This is despite the expert saying authorities “have a strong chance” of catching the criminals and possibly recovering the piece.

“I think the local authorities there have a very strong chance of doing a really effective criminal investigation, identifying these perpetrators and hopefully recovering these pieces before they’re lost to us,” Carpenter was quoted as saying.

Authorities continued their hunt on Monday for the band of thieves who stole eight priceless royal pieces of jewelry from the Louvre Museum in the heart of Paris in broad daylight.

Officials said a team of 60 investigators were working on the theory that the raid was planned and executed by an organized crime group.

In France, it reignited a row over the lack of security in France’s museums, which the new Interior Minister Laurent Nunez acknowledged Sunday was a “major weak spot”.
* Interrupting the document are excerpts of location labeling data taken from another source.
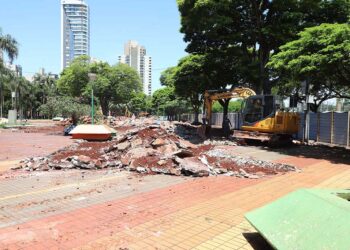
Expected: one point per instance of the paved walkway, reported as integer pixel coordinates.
(180, 213)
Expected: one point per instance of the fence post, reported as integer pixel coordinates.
(332, 127)
(318, 126)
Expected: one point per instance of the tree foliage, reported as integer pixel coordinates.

The thieves arrived between 9:30 and 9:40 a.m. local time (0730 and 0740 GMT) Sunday, shortly after the museum opened to the public at 9:00 a.m., a source close to the investigation said.

They used a furniture hoist to get access to the Apollo Gallery, home to the royal collection, and cutting equipment to get in through a window and open the display cases.
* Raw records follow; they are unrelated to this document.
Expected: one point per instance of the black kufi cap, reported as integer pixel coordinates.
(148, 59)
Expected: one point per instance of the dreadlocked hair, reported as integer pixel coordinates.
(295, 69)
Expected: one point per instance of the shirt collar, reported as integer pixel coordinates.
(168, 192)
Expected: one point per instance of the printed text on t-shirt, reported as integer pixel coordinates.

A brief clip of the raid, apparently filmed on the phone of a visitor to the museum, was broadcast on French news channels.

The masked thieves stole nine 19th-century items of jewelry, one of which -- the crown of the Empress Eugenie -- was dropped and damaged as they made their escape.


Seven-minute raid

Eight “priceless” items of jewelry were stolen, the culture ministry said Sunday. The list they released included an emerald-and-diamond necklace that Napoleon gave his wife Empress Marie Louise.

Also stolen was a diadem that once belonged to the Empress Eugenie, which has nearly 2,000 diamonds; and a necklace that once belonged to Marie-Amelie, the last queen of France. It has eight sapphires and 631 diamonds, according to the Louvre’s website.

The whole raid took just seven minutes and was thought to have been carried out by an experienced team, possibly “foreigners”, said Nunez.

The intervention of the museum’s staff forced the thieves to flee, leaving behind some of the equipment used in the raid, said the culture ministry in a statement.